US Supreme Court Justice Brandeis said:

Publicity is justly commended as a remedy for social and industrial diseases. Sunlight is said to be the best of disinfectants; electric light the most efficient policeman.

But there’s no longer much sunlight to disinfect the corruption of the government or the powers-that-be.

More and more commonly, the government prosecutes cases based upon “secret evidence” that they don’t show to the defendant … or sometimes even the judge hearing the case.

As just one example, government is “laundering” information gained through mass surveillance through other agencies, with an agreement that the agencies will “recreate” the evidence in a “parallel construction” … so the original source of the evidence is kept secret from the defendant, defense attorneys and the judge.   A former top NSA official says that this is the opposite of following the Fourth Amendment, but is a “totalitarian process” which shows that we’re in a “police state”.

The government uses “secret evidence” to spy on Americans, prosecute leaking or terrorism charges (even against U.S. soldiers) and even assassinate people. And see this and this.

Secret witnesses are being used in some cases. And sometimes lawyers are being prevented from reading their own briefs.

Indeed, even the laws themselves are now starting to be kept secret. And it’s about to get a lot worse.

American citizens are also being detained in Guantanamo-like conditions in Chicago … including being held in secret, with the government refusing to tell a suspect’s lawyer whether his client is being held.   And see thisthis and this.

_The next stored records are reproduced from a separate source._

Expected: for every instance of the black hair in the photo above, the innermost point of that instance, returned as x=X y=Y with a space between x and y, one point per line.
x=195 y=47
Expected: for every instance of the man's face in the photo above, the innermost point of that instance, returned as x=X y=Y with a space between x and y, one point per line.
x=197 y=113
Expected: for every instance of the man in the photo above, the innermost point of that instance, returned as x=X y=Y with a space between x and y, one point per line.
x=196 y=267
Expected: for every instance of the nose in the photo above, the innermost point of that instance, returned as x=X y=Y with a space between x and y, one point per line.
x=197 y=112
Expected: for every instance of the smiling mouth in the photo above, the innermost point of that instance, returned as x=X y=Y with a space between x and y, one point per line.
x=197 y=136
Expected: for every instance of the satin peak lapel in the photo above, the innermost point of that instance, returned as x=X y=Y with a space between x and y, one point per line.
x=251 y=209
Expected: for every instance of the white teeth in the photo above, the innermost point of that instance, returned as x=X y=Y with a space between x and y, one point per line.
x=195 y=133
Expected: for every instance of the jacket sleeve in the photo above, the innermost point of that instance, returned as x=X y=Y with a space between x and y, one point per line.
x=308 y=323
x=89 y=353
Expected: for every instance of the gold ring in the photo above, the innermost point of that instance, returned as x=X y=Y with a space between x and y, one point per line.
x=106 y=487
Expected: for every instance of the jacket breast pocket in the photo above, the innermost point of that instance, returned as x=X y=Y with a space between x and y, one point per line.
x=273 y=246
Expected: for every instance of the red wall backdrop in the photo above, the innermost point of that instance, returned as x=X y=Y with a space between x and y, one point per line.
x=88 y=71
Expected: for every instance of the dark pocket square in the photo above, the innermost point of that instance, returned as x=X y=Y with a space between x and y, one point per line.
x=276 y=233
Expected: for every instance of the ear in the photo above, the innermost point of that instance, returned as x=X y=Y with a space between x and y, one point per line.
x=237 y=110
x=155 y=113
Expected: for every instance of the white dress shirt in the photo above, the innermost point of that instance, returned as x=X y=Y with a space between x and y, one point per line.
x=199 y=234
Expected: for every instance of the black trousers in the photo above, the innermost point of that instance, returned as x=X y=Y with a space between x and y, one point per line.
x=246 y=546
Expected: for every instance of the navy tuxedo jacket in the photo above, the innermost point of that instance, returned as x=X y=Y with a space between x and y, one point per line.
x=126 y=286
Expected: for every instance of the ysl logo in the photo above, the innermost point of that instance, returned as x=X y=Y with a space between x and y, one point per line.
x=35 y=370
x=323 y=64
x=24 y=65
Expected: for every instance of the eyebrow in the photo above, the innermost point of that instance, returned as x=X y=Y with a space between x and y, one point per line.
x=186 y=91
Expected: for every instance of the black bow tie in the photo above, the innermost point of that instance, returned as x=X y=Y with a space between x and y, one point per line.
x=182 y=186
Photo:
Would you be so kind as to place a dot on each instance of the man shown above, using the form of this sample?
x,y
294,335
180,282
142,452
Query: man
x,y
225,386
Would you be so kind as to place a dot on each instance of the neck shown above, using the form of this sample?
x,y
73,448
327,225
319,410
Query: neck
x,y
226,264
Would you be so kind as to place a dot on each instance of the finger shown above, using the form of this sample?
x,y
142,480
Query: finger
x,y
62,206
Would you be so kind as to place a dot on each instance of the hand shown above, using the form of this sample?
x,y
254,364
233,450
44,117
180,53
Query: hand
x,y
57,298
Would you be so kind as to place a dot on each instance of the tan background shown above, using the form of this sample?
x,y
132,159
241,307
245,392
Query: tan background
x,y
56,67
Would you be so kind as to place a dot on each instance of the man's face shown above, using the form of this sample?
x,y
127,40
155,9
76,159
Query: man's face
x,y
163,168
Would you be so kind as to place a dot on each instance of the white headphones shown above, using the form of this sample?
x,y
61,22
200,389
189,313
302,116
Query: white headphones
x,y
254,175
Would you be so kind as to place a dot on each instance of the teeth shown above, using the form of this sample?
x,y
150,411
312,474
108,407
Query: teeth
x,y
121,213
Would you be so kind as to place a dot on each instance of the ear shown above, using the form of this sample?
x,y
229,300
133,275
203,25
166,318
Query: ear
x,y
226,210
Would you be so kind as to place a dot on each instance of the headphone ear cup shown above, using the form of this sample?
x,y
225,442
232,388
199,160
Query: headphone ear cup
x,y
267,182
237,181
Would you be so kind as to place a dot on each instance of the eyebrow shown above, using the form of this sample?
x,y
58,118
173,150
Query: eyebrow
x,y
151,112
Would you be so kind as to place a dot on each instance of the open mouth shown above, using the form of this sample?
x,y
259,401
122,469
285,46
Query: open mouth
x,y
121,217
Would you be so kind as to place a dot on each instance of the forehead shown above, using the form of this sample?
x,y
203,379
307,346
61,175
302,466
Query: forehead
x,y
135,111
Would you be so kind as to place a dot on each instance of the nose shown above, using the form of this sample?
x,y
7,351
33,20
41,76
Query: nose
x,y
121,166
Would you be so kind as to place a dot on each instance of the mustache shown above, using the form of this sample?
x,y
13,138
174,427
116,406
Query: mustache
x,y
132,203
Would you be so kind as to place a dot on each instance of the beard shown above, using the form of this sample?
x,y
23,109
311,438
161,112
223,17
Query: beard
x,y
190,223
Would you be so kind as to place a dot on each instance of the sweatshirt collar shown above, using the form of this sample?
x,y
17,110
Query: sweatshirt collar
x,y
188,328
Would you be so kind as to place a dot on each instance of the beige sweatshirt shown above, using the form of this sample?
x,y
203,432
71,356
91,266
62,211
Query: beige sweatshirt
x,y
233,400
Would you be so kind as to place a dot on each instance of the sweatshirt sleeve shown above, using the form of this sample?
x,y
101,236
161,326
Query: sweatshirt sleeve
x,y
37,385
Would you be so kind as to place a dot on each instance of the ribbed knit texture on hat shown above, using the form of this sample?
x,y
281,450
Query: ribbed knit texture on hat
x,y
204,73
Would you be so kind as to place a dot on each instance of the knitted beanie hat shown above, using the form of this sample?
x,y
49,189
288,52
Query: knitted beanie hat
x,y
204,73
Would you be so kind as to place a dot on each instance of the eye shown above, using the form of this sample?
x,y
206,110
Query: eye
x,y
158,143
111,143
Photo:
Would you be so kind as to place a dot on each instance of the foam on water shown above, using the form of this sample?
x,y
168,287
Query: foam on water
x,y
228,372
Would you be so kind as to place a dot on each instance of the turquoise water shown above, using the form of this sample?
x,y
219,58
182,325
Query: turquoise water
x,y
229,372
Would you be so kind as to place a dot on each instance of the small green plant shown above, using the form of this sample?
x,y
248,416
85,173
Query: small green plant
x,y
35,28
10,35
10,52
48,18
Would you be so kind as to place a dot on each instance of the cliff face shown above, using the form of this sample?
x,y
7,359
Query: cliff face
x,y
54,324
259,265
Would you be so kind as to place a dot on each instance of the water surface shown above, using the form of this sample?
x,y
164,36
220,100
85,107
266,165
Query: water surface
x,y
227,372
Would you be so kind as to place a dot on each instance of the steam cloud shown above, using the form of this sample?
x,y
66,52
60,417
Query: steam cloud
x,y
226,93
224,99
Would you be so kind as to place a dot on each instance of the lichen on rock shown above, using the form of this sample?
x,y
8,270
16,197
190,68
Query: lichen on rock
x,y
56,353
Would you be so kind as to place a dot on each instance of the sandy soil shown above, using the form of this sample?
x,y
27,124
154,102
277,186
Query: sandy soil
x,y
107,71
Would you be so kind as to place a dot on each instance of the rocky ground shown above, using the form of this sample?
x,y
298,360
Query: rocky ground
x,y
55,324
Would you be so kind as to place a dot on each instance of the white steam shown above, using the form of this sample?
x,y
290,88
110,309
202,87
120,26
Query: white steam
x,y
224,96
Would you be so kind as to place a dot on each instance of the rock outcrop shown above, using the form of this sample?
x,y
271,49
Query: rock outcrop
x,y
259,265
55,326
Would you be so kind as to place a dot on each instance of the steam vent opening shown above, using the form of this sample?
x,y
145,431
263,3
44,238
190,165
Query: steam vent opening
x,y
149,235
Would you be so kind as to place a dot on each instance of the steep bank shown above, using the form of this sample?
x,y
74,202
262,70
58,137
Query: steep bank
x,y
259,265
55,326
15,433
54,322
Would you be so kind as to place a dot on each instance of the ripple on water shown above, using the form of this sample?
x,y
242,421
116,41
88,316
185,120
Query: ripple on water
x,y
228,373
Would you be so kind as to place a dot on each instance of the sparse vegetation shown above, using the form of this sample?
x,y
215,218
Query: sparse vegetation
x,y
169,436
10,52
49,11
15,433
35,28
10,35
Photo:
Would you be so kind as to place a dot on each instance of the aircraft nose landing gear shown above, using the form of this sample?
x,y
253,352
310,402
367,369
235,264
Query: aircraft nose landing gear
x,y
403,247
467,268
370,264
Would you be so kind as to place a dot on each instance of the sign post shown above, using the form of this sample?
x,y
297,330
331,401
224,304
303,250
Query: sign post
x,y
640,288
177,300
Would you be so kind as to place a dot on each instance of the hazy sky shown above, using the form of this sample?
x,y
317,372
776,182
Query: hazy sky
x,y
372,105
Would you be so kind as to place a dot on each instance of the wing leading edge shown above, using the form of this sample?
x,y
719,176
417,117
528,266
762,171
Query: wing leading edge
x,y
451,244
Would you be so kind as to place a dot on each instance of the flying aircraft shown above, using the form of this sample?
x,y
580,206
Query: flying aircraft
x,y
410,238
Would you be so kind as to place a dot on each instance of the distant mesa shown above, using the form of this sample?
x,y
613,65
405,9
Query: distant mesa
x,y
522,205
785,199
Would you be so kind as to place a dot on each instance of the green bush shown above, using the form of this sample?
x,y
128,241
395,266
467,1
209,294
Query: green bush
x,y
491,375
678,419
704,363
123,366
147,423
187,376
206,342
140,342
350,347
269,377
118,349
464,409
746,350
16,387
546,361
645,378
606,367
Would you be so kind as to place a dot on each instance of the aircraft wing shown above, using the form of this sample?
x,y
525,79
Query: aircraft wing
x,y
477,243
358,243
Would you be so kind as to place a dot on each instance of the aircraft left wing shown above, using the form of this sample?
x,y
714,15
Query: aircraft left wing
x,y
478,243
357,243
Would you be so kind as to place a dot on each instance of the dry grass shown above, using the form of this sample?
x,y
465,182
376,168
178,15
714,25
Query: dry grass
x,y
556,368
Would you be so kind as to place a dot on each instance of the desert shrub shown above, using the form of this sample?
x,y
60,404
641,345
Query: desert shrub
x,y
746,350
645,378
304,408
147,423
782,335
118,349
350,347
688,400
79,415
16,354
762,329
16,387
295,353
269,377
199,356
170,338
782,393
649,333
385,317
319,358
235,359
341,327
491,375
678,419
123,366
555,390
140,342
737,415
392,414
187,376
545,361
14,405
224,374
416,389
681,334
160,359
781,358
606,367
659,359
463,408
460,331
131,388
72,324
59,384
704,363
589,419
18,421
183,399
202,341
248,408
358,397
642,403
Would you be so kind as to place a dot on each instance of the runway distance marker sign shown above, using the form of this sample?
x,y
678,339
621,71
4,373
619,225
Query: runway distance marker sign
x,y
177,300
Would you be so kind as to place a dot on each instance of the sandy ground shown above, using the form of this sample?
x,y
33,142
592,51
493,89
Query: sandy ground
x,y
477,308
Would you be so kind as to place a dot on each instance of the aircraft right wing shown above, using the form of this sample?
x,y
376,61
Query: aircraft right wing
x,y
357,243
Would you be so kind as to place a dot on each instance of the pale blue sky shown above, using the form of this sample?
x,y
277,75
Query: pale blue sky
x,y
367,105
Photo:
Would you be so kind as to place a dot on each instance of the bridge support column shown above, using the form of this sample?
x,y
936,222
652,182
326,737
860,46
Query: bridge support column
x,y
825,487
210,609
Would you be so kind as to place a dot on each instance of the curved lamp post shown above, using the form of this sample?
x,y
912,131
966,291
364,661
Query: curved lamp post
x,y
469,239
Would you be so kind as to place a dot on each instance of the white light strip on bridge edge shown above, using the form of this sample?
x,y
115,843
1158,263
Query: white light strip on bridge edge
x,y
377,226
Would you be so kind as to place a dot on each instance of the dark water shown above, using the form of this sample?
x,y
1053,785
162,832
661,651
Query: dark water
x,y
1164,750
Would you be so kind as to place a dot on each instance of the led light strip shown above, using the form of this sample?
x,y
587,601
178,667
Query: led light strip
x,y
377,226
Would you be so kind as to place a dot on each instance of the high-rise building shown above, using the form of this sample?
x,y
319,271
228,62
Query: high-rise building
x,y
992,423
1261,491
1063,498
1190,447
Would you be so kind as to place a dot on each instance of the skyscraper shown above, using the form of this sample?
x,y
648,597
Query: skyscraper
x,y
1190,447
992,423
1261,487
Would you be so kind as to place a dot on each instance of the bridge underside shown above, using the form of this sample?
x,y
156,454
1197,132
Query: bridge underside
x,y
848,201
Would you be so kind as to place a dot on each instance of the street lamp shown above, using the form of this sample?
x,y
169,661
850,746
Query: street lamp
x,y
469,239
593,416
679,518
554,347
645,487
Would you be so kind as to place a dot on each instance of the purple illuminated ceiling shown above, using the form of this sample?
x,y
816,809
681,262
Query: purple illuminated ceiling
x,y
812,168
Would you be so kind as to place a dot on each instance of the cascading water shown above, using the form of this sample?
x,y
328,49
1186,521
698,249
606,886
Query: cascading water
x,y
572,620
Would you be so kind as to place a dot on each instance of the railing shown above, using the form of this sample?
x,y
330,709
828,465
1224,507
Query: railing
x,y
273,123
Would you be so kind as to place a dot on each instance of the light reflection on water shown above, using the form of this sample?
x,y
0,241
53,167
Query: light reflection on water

The Department of Defense has also made it a secret – even from Congress – as to the identity of the main enemies of the United States.

Today, Glenn Greenwald adds yet another twist to the trend towards secrecy:

A truly stunning debasement of the U.S. justice system just occurred through the joint efforts of the Obama Justice Department and a meek and frightened Obama-appointed federal judge, Edgardo Ramos, all in order to protect an extremist neocon front group from scrutiny and accountability. The details are crucial for understanding the magnitude of the abuse here.
At the center of it is an anti-Iranian group calling itself “United Against Nuclear Iran” (UANI), which is very likely a front for some combination of the Israeli and U.S. intelligence services. When launched, NBC described its mission as waging “economic and psychological warfare” against Iran. The group was founded and is run and guided by a roster of U.S., Israeli and British neocon extremists such as Joe Lieberman, former Bush Homeland Security adviser (and current CNN “analyst”) Fran Townsend, former CIA Director James Woolsey, and former Mossad Director Meir Dagan. One of its key advisers is Olli Heinonen, who just co-authored a Washington Post Op-Ed with former Bush CIA/NSA Director Michael Hayden arguing that Washington is being too soft on Tehran.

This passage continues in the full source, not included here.